Das erste Schiff, auf dem Nelson ist (da ist er dreizehn) heisst Raisonable, es wird von seinem Onkel kommandiert. Sein letztes Schiff heisst Victory, auf dem wird er sterben. Von der Vernunft zu Sieg und Tod. In der Zeit um 1800 herum taucht die Geschichte von Nelson und dem Bären zum ersten Mal auf, sein Admiral erzählt sie offensichtlich mit Vergnügen beim Portwein. Danach hatte sich der Midshipman Nelson mit einem Kameraden auf Eisbärenjagd begeben (den Kameraden hat der Maler auf dem Bild weggelassen, ein einzelner Engländer mit einem Eisbären wirkt ja auch viel heroischer). Er wollte, wie er später angeblich seinem Kapitän sagte, seinem Vater ein Eisbärenfell als Souvenir mitbringen. Heute wäre das ja nicht mehr politically correct. Wir lieben ja heute Eisbären. Solange sie klein sind und Knut heissen. Es muss damals ein Sport der englischen Abenteurer sein, jetzt aus allen Teilen der Welt tote Tiere mit nach Hause zu bringen, die dann in viktorianischen Wohnzimmern Staub ansetzen. Oder über die der Butler in Dinner for One permanent stolpert. Mit dem Bärenfell ist es nichts geworden, beide Parteien, Nelson und der ursus maritimus, überlebten das Rencontre. Die Eisscholle brach, und Nelson und Eisbär trieben in unterschiedliche Richtungen davon. In einer anderen Version der Geschichte vertreibt der Donner der Schiffskanone (man kann auf dem Bild das Mündungsfeuer sehen) den Bären. Wir werden es nicht mehr erfahren, ob die Geschichte, die "der gute alte Mann" (wie Nelson seinen ehemaligen Vorgesetzen bezeichnete) erzählt hat, Seemannsgarn war oder ob sie einen Funken Wahrheit enthält. Zuzutrauen wäre es Nelson sicherlich. Aber irgendwie erinnert sie ein wenig an Parson Weems Geschichte von Washington und dem Kirschbaum. Aber jetzt ist Heldenverehrung angesagt, wo Nelson und die jungen Kapitäne seiner Fregatten Napoleons Flotte peu à peu zerstückeln. Und da macht sich eine Geschichte aus der Jugendzeit immer gut, schon die Helden der griechischen Sagen verbringen in ihrer Jugend erstaunliche Dinge. Allerdings kommen Eisbären bei den Griechen kaum vor.

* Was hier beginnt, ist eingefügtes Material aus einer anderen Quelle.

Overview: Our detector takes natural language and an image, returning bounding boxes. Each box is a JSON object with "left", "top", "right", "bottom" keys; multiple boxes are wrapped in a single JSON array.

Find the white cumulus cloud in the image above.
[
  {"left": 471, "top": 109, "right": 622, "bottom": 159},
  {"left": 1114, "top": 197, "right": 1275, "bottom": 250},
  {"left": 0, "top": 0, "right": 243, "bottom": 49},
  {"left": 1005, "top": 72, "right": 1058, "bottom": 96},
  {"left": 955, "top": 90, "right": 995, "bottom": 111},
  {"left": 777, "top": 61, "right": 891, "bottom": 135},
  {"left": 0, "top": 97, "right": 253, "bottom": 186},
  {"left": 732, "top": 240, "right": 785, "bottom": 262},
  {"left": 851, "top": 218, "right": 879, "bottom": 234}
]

Das Bild von Richard Westall (Katalognummer BHC 2907) wurde von John M'Arthur in Auftrag gegeben, es sollte seine Biographie The Life of Admiral Lord Nelson illustrieren. John Landseer hat einen Kupferstich davon gefertigt, der nach dem Tod des Helden bei Trafalgar massenhafte Verbreitung in England fand. John Landseers Sohn Edwin wird mit seinen Tierdarstellungen noch berühmter als sein Vater werden. Wegen seines Bildes The Monarch of the Glen ist die Königin Victoria mit der Eisenbahn durch halb England gefahren, um den röhrenden Hirschen zu bewundern. Die röhrenden Hirsche finden ja auch den Weg in deutsche Wohnzimmer. Der fünfzehnjährige Midshipman Nelson steht in eleganter Uniform auf der Eisscholle, keine Handschuhe, kein Mantel. Lediglich die Pelzmütze zeigt an, dass die Royal Navy auch schon für den Dienst in kälteren Gewässern gerüstet ist. Für spätere Expeditionen gibt es dann doch schon Mäntel mit Pelzfutter, wie man auf dem Bild von Sir William Edward Parry nach seiner Arktisexpedition 1820 sehen kann.